Most of the opposition were already beaten, but Double Honour, five years his junior, caught and passed him with three furlongs to run. Then he, too, was passed in turn as Persian Punch found more, and for a few moments, the punters' hearts at least were warm.
Double Honour was not born when Persian Punch finished third to Grey Shot in the Goodwood Cup in 1996, and the normal rule of racing is that the benefits of grit and experience diminish with age.
Stayers, though, have laws of their own, which is probably why many racegoers are so fond of them. Persian Punch was run out of the Gold Cup in the final furlong at Ascot last month, and his victory here was won not simply with the stubbornness of middle-age, but also with a bounce from the stalls which would have done credit to a two-year-old.
Richard Quinn, Persian Punch's jockey, stole two or three lengths in the opening strides and, even with almost two miles to run, this was quite a start to give away on the softening ground.
A hundred yards later, he was cruising and, at the top of the hill with a mile left, all but Double Honour had started to drop away. He did well to reach the leader but had nothing left to answer his second kick.
"I was delighted when he came past me," Quinn said. "If he'd come past me at the furlong pole I'd have been worried, but he takes a little bit of time to warm up and he doesn't get beaten in a battle very often. It gave him some new purpose, being headed."
Persian Punch may have little left to prove after his last two runs but David Elsworth, his trainer, will not feel that his record is quite complete without a Group One success.
"It would be fitting if he could win a Group One," he said. "He's been second in the Prix du Cadran and second in the Gold Cup, but we've got a chance because there's still the Cadran at the Arc meeting. Before that, he could go to Doncaster or for the Irish St Leger."
Front-runners always go well at Goodwood, because they can build up plenty of momentum as they come down the hill, but when the going is soft, it is even more difficult for horses to come from off the pace. It proved impossible in the day's big handicap, the William Hill Mile, which was won from the front by Riberac, with the horses who were second, third and fourth at the home turn running on to fill the frame.
Riberac was running for the first time since rearing up in the stalls before the Magnet Cup at York and needed to pass a stalls test at Thirsk last week before she was allowed to take her place yesterday. From a prime draw in 19, Kevin Darley soon had her in front, and what is often one of the tightest handicaps of the year was effectively over.

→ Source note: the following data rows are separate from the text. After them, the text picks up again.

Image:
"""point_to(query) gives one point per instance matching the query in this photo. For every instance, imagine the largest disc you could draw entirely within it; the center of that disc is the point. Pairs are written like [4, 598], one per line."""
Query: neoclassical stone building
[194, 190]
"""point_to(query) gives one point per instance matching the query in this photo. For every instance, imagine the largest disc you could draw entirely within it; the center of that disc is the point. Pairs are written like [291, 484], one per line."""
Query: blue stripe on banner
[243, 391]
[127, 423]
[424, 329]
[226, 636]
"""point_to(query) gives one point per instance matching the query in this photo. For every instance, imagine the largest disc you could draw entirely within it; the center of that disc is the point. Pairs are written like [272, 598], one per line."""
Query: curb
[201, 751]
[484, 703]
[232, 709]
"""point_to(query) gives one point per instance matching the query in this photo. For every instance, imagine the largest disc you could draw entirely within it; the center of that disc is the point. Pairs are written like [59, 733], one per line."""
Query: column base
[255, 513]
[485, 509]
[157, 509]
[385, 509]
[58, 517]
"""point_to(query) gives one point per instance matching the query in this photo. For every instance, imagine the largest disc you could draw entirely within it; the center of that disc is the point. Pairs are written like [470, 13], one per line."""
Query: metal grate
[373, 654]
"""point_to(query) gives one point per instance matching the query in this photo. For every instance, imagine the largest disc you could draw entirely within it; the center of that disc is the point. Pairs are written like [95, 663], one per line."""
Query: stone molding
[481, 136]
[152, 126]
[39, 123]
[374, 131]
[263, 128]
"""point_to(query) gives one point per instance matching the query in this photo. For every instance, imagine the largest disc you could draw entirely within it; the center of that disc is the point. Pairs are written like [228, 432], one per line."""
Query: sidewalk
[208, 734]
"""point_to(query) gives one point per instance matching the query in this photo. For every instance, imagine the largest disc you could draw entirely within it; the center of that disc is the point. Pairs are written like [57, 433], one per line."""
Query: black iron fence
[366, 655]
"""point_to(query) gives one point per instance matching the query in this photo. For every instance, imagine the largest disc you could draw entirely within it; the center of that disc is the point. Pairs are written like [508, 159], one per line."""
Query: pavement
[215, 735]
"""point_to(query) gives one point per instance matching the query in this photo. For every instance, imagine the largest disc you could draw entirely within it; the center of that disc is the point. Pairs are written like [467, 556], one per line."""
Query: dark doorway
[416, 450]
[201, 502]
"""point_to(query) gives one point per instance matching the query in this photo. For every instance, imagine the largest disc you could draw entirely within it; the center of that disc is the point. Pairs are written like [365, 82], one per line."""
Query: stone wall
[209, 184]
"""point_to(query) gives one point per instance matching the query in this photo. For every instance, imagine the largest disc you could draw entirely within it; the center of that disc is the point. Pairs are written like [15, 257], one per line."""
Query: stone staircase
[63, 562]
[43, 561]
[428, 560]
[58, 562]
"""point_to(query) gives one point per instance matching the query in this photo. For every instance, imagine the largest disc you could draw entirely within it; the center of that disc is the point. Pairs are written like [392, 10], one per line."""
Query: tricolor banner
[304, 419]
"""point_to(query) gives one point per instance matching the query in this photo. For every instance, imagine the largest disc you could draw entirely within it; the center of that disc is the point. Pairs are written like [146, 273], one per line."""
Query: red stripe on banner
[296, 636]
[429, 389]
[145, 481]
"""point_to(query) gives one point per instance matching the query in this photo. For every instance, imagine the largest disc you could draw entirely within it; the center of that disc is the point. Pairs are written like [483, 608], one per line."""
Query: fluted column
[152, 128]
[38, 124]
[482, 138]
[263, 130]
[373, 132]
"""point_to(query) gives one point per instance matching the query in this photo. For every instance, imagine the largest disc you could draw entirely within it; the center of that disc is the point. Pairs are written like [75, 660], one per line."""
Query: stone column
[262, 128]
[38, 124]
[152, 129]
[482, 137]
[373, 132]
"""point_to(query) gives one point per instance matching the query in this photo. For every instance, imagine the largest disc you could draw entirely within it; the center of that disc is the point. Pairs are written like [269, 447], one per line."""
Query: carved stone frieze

Bookmakers reacted to yesterday's draw for tomorrow's Stewards' Cup at Goodwood on Saturday by cutting the prices of David Nicholls' pair, Undeterred and Continent, for the six-furlong dash. Undeterred (drawn 23) and Continent (27) are both best-priced at 7-1 for the big handicap. High stalls proved almost universally popular when numbers were pulled out of a drum at a lunchtime ceremony.